Я очень боялась, что мой «Помощник» действительно неисправен. И если капсула заработала, то я могу об этом не узнать. Рядом с Уваровым такова вероятность была гораздо меньше. И я уже, признаться, привыкла, что «брат» где-то недалеко. Всё же с ним было как-то спокойнее за то, что я не упущу хорошие новости. Теперь обо всём приходилось снова беспокоиться самой.
Выторговать у Голицына прогулку до капсулы удалось только взамен на подробное объяснение, куда я иду.
Обещай, что не будешь следить за мной. Сергей помогал мне с платьем. В отсутствие Авдотьи завязать все хитрые верёвочки на нём стало непросто. А просить помогать местную горничную я наотрез отказалась.
Такое впечатление, что ты пытаешься от меня сбежать. Завязка на платье опасно хрустнула.
Не говори ерунды. Я посмотрела на Голицына сквозь зеркало.
Просто пообещай, что не уедешь, не предупредив меня. Он тяжело вздохнул.
Обещаю. Не раздумывая, соврала я.
И вот теперь я стола напротив злополучной двери, с которой всё начиналось. В окружении кудахтающих наседок, неповторимого запаха помёта и помоев. Кривая, но всё ещё крепкая деревянная дверь была тёплой, грязной и всё ещё вела в курятник, сколько бы я ни пыталась воскресить ДНК-замок.
Я отошла от окон, из которых обычно появлялась суровая хозяйка постоялого двора с разнообразными угрозами, и присела на завалинку. Совсем как в первый день здесь. Теперь я задумалась не о том, как вернуться и что же делать дальше, а о том, хочу ли я возвращаться?

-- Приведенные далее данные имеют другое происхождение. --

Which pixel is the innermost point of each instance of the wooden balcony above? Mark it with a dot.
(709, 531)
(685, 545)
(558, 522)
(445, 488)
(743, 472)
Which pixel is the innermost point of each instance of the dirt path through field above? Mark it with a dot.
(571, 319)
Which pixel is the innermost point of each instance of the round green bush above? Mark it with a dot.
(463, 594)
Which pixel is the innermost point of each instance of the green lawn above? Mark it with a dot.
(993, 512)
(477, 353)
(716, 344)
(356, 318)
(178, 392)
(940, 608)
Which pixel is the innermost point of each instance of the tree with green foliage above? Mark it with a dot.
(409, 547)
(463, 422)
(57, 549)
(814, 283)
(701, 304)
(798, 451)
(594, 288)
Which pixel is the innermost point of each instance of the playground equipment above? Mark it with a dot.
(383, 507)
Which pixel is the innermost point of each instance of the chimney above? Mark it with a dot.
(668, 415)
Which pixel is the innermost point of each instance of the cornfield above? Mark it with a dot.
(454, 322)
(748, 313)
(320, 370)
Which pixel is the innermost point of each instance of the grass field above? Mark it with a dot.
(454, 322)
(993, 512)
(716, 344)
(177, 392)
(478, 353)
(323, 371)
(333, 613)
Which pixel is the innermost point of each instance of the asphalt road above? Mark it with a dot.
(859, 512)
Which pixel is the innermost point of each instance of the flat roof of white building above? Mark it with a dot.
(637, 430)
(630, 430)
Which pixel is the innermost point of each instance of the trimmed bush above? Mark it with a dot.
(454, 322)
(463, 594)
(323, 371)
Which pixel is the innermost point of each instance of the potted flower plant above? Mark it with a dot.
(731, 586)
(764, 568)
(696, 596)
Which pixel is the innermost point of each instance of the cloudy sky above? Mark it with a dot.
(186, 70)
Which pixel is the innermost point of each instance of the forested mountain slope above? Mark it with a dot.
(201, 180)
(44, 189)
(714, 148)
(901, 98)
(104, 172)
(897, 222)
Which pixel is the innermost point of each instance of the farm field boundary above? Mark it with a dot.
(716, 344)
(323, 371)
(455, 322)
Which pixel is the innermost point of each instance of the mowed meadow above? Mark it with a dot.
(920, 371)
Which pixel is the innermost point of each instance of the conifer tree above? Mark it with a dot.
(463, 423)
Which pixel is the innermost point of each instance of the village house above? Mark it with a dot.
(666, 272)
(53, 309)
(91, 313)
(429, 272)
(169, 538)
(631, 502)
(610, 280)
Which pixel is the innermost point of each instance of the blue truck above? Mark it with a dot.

О своей матери я почти ничего не помню, знаю только из обрывочных рассказов отца, который не любил эту тему и всячески избегал разговоров. Мне не было ещё года, когда мать решила, что семейная жизнь с аспирантом исторического институтане для неё. И благополучно укатила в закат с новым ухажёром, оставив на отца и его диссертацию, и свежеиспечённый проект в виде меня.
В детстве образ матери всегда ассоциировался у меня с чем-то страшно злым и несправедливым. Ладно я, но как можно было бросить отца? Я думала, что он чрезвычайно её любил.
В подростковом возрасте, когда не только раскрываются глаза на мир, но и всё рисуется в чересчур ярких цветах, я, к своему ужасу, начала её понимать. Папа к тому времени стал доктором исторических наук, профессором, получил свою кафедру. Это несмотря на то что карьеру пришлось совмещать с моим воспитанием, простудами, соплями и всевозможными кружками. Отец стремился контролировать всё в своей жизни. И меня в том числе. Причём иногда это доходило до абсурда и глупых запретов. Но папа как-то подзабыл, что я его дочь. А потому упрямство и стремление к независимости во мне было сильнее, чем дочернее послушание.
Ох, сколько скандалов, побегов из дома и прочие прелести подросткового максимализма мы с ним пережили. В итоге к тому времени, как я поступила в институт, между прочим, сама, без его связей и помощи, мы почти не разговаривали.
Да и разговаривать-то особо было не с кем, так как отец начал активно разъезжать по командировкам, не бывал дома неделями. Но уезжая не забывал оставлять мне список дел и запретов размером с простыню. Которые я практически полностью игнорировала.
И чем дальше, тем больше я видела в его глазах вперемежку со злостью разочарование. Последней каплей была брошенная мне вслед фраза: «Ты такая же, как мать». Не знаю уж почему, но это ранило меня больше всего.
Только в последний год я первая начала налаживать мосты между нами. Постепенно, потихоньку. Это приносило свои плоды. В глаза отца взамен колючей жестокости вновь начала возвращаться теплота. Но к сожалению, всё чаще меня посещала мысль, что это нужно одной мне. Отец настолько привык жить обособленно от меня, постоянно ждать очередного «удара», что не верил в мою искренность.
Хочу ли я вновь тащить весь этот эмоциональный груз на себе?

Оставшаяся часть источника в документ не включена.